Entertaining and comical with a healthy splash of seriousness and even tears at times!

It was a lighthearted and pleasant read.

...however, I can't help but wonder to what degree of seriousness is truly intended.
I think, quite a bit. (Spoiler alert) As much fun as it to laugh at the numerous imaginary Jesus' in mockery of various forms of ridiculous Christian beliefs there are out there, we inevitably come across our imaginary Jesus and our brand of belief... and somehow it just isn't quite so funny.

I can't help but wonder if this piece of fiction is meant to be something a lot more serious than it would appear on the surface. I wonder what deeper theological thoughts swim just beneath the calm and comical surface.

It made me ask a question; Exactly how do we know – or know of – Jesus?
After a bit of thought, I've come to believe there are only 4 ways to 'know Jesus'. (And I am not speaking of the Born-Again-Evangelical kind of knowing-Jesus).

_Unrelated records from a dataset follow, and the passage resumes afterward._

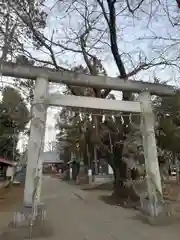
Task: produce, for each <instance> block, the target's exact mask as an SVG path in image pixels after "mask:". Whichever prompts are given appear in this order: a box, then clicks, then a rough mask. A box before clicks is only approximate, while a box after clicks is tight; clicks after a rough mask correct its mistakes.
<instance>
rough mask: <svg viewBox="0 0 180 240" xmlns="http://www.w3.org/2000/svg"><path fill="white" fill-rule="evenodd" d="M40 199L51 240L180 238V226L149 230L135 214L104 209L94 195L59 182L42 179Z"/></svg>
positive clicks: (122, 211) (84, 239)
mask: <svg viewBox="0 0 180 240" xmlns="http://www.w3.org/2000/svg"><path fill="white" fill-rule="evenodd" d="M42 197H43V201H44V202H45V203H46V206H47V212H48V218H49V220H50V221H51V223H52V225H53V228H54V236H53V237H51V238H50V240H60V239H62V240H71V239H73V240H119V239H122V240H150V239H158V240H170V239H173V240H176V239H179V236H180V231H179V228H180V223H178V224H176V225H171V226H159V227H152V226H149V225H147V224H145V223H142V222H141V221H140V220H136V219H135V215H136V212H135V211H133V210H129V209H122V208H120V207H116V206H110V205H107V204H105V203H104V202H102V201H100V200H98V198H97V193H95V192H91V191H90V192H88V191H87V192H85V191H82V190H79V189H78V188H77V187H76V186H71V185H69V184H68V183H66V182H63V181H60V180H59V179H53V178H48V177H44V182H43V196H42Z"/></svg>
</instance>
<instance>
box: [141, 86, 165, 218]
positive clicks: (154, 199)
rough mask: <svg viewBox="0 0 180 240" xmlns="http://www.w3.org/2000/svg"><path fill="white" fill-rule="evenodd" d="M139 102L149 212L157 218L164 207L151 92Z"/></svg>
mask: <svg viewBox="0 0 180 240" xmlns="http://www.w3.org/2000/svg"><path fill="white" fill-rule="evenodd" d="M139 101H140V104H141V132H142V139H143V148H144V158H145V166H146V176H147V187H148V198H149V201H148V202H149V203H148V211H149V214H150V216H152V217H156V216H158V215H159V213H160V212H161V211H162V205H161V204H159V203H160V202H161V201H162V185H161V176H160V171H159V163H158V154H157V147H156V138H155V131H154V127H155V120H154V113H153V109H152V102H151V95H150V94H149V92H148V91H144V92H142V93H141V94H140V95H139ZM146 207H147V206H146Z"/></svg>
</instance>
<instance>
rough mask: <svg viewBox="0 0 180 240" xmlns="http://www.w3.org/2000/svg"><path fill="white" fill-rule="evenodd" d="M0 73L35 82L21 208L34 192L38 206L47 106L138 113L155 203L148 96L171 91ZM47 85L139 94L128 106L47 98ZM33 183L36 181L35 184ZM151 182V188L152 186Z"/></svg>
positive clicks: (72, 74)
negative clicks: (22, 201) (76, 87)
mask: <svg viewBox="0 0 180 240" xmlns="http://www.w3.org/2000/svg"><path fill="white" fill-rule="evenodd" d="M0 72H1V73H2V75H3V76H10V77H17V78H25V79H32V80H36V86H35V92H34V102H33V106H32V113H33V117H32V123H31V129H30V139H29V144H28V156H27V173H26V182H25V190H24V204H25V206H26V205H28V206H29V205H32V204H33V197H34V193H35V192H36V201H37V204H40V192H41V177H42V160H41V153H42V152H43V147H44V143H43V142H44V134H45V124H46V112H47V107H48V106H68V107H79V108H90V109H102V110H112V111H117V112H136V113H140V114H141V119H142V121H141V132H142V136H143V147H144V156H145V165H146V172H147V185H148V195H149V199H150V200H152V202H153V201H154V199H157V196H156V192H157V191H156V190H158V192H159V193H161V194H162V187H161V178H160V172H159V165H158V156H157V149H156V140H155V133H154V115H153V110H152V106H151V95H150V94H155V95H159V96H162V95H166V96H171V95H173V94H174V89H173V87H171V86H165V85H161V84H152V83H145V82H141V81H131V80H128V81H125V80H123V79H120V78H111V77H107V76H89V75H85V74H79V73H75V72H71V71H62V70H59V71H56V70H53V69H50V68H41V67H32V66H24V65H23V66H21V65H17V64H15V63H2V64H1V69H0ZM49 82H55V83H62V84H66V85H73V86H87V87H96V88H101V89H112V90H119V91H129V92H133V93H139V99H138V101H136V102H132V101H121V100H108V99H98V98H92V97H80V96H64V95H60V94H51V95H50V94H49V91H48V85H49ZM152 178H153V179H152ZM35 180H37V182H36V181H35ZM152 180H153V183H154V184H152ZM151 214H152V215H154V214H155V213H154V211H151Z"/></svg>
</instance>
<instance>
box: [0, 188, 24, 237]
mask: <svg viewBox="0 0 180 240" xmlns="http://www.w3.org/2000/svg"><path fill="white" fill-rule="evenodd" d="M23 190H24V189H23V187H20V186H11V187H9V188H0V232H1V231H3V229H4V228H5V227H7V226H8V224H9V223H10V222H11V221H12V219H13V212H14V211H16V210H17V208H18V205H20V203H21V202H22V199H23Z"/></svg>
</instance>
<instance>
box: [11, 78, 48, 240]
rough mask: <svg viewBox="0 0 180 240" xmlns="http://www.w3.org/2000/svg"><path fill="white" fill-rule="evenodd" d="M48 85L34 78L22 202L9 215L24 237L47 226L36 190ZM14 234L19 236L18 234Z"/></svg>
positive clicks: (41, 206) (44, 207) (41, 180)
mask: <svg viewBox="0 0 180 240" xmlns="http://www.w3.org/2000/svg"><path fill="white" fill-rule="evenodd" d="M48 85H49V82H48V79H47V78H46V77H39V78H37V79H36V86H35V90H34V101H33V104H32V120H31V126H30V137H29V143H28V154H27V170H26V180H25V189H24V204H23V207H22V208H21V209H20V210H19V211H17V212H16V213H15V215H14V219H13V226H15V227H18V226H23V227H24V229H26V230H27V231H24V233H23V237H24V238H27V237H29V234H31V233H32V235H33V236H34V237H42V235H43V234H44V231H46V228H47V226H45V224H42V222H43V223H44V222H45V221H44V220H45V219H44V218H45V216H44V214H45V207H44V205H43V204H42V203H41V202H40V193H41V182H42V152H43V150H44V136H45V125H46V115H47V113H46V112H47V103H46V101H47V95H48ZM32 226H33V229H32ZM17 236H19V235H17ZM21 237H22V233H21ZM16 238H17V239H19V238H18V237H16ZM24 238H23V239H24Z"/></svg>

1) There is the Jesus we know through historical texts (which is precious little).
2) There is the Jesus we read of in the gospel accounts, each flavoured to a certain degree by its author. (which – interestingly - leaves the 'real Jesus' veiled or hidden 'beneath' or 'between' the gospel accounts. Inaccessible; having become isolated and hidden between the pages of history and gospel).
3) There's the Jesus that we meet through good Christians – truly embodying the Body of Christ concept,
4) and finally, there is the Jesus of our imaginations. (And it really should be noted that something that is make-believe and something that is imaginary are not necessarily synonymous).

Ultimately how we 'know' Jesus is shaped to some degree by all four 'ways'. I cannot help but believe it is our imaginary Jesus that plays the largest and strongest part.

After all, I doubt many professing Christians really want to 'meet' and 'know' the real Jesus.

I like when Matt Mikalatos' protagonist (...or is it really himself?...) voices a concern about the real Jesus:
”...he can do whatever he pleases. Who knows what he might ask of me? I can't control him. I can't box him in with my own beliefs and philosophies...”
If we're honest enough with ourselves, we would have to admit that the Jesus we want will – at least to some degree – bow to our beliefs, and bend towards our philosophies. I honestly believe it is impossible to do anything else.
It is when we use and abuse our imaginary Jesus – bending it to our agendas – that the real crime and harm occurs. That is where the danger lies.


I'd love to do Matt Mikalatos' Imaginary Jesus in a group study. I'd love to see if and how biblical literalists struggle with the truths that are present within a piece of pure fiction.